L’analisi è una catastrofe a danno delle giovani generazioni. Quale soluzione pensa di mettere in campo Renzi per questo disastro? Quale soluzione per elevare quel tasso di sostituzione del 19-30% ai “flessibili” e che sale al 38-50% in caso di occupazione “stabile”, cioè con lavoro dipendente?

Altro argomento: il ticket sui pensionati d’oro che la Legge di stabilità 2014 ha introdotto in nuova versione. Andrà versato dal 1° gennaio 2014 al 31 dicembre 2016 in misura: del 6% sulla parte di pensione superiore a 91.250 euro e fino a 130.358 euro; del 12% sulla parte di pensione oltre i 130.358 e fino a 195.536 euro; del 18% sulla parte di pensione oltre 195.536 euro.

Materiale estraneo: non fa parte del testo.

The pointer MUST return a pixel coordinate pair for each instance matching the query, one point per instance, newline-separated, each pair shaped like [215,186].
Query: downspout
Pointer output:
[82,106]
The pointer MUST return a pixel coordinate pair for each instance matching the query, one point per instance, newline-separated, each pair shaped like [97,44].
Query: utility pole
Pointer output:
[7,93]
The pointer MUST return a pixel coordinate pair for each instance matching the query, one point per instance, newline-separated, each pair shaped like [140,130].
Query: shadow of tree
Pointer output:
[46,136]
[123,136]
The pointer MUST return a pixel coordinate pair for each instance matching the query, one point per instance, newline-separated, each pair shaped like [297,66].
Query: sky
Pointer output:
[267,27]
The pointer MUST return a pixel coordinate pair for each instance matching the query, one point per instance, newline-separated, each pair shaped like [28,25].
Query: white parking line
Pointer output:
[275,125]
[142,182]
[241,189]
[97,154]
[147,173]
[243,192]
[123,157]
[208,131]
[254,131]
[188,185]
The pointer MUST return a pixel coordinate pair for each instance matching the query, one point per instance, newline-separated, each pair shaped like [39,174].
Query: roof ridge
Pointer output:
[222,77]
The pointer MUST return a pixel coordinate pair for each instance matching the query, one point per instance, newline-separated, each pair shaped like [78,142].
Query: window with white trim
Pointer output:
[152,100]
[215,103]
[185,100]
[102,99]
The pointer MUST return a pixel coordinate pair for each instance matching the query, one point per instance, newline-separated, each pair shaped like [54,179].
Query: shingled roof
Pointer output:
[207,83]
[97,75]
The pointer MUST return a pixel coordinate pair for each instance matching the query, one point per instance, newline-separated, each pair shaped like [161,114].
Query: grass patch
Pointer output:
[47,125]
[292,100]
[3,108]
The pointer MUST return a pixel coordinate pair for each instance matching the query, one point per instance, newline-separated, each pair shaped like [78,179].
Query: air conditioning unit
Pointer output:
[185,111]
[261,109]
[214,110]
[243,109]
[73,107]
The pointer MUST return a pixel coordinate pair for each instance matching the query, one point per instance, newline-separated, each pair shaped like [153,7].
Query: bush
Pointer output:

Questa è una misura che tocca la “vecchia” generazione, cioè i pensionati. Ma interessa i giovani perché, se il ticket non va in porto, come già successo nel 2011 quando è stato censurato dalla Corte costituzionale, quelle somme dovranno essere sborsate dai lavoratori. Con la beffa, peraltro! Perché i giovani se le possono solo sognare quelle astronomiche cifre di pensione, in quanto vietate dalla legge: il sistema contributivo infatti pone limite all’importo di pensione maturabile (occhio: il limite vale solo per chi ha cominciato a lavorare dal 1996, non per chi a quella data già era occupato).

Non sono pochi quelli che sostengono che le pensioni d’oro non vanno toccate “perché frutto di contributi versati”. Costoro però dimenticano che quelle pensioni sono state fissate, nell’importo e nel diritto, da una legge che “vincola” le giovani generazioni alle quali, però, nessuno ha chiesto se fossero d’accordo, semplicemente (o astutamente?) perché non ancora “esistevano” quando quella legge veniva inventata e approvata. È giusto che i giovani debbano mandare giù questa pillola senza neppure bere un sorso d’acqua di un “contributo di solidarietà” (il ticket)?

Per maturare una pensione di 90.000 euro in 35 anni di lavoro, in base alle regole vigenti per i giovani, occorre aver accumulato contributi per oltre 1.800.000 euro (circa 3,5 miliardi delle vecchie lire), ossia aver versato contributi annui per oltre 51.400 euro che corrispondono a una retribuzione di poco meno di 156.000 euro. Per maturare una pensione di 130.000 euro in 35 anni di lavoro occorre aver accumulato contributi per circa 2.600.000 euro (oltre 5 miliardi delle vecchie lire), ossia aver versato contributi annui per oltre 74.200 euro che corrispondono a una retribuzione oltre i 225.000 euro. Per maturare una pensione di 195.000 euro in 35 anni di lavoro occorre aver accumulato contributi per circa 3.900.000 euro (oltre 7,5 miliardi delle vecchie lire), ossia aver versato contributi annui per oltre 111.400 euro che corrispondono a una retribuzione oltre i 338.000. È verosimile che negli ‘70 ci fossero lavoratori con una retribuzione di 300, di 435 e di 655 milioni di lire?

L’analisi è un’altra disgrazia a danno delle giovani generazioni. Che cosa ne pensa Renzi del ticket sulle pensioni d’oro (e d’argento e di bronzo)? Crede che si possa/debba mettere mano, in qualche modo, per ristabilire una certa equità previdenziale tra “vecchie” e “giovani” generazioni?

Spero tanto che Matteo Renzi risponda a queste domande, anche se c’è poco da contarci perché troppo intricanti e sbilancianti per un segretario di un Partito da sempre affasciato al sindacato che conta più pensionati che lavoratori. Se dovesse farlo, oltre ad avere tutta la mia stima (che non conta assolutamente niente), darà dimostrazione di essere il vero Rottamatore: uno, cioè, che vuole essere un’alternativa e non semplice alternanza sulla scena politica di questo sfortunato Paese (il che conta tantissimo).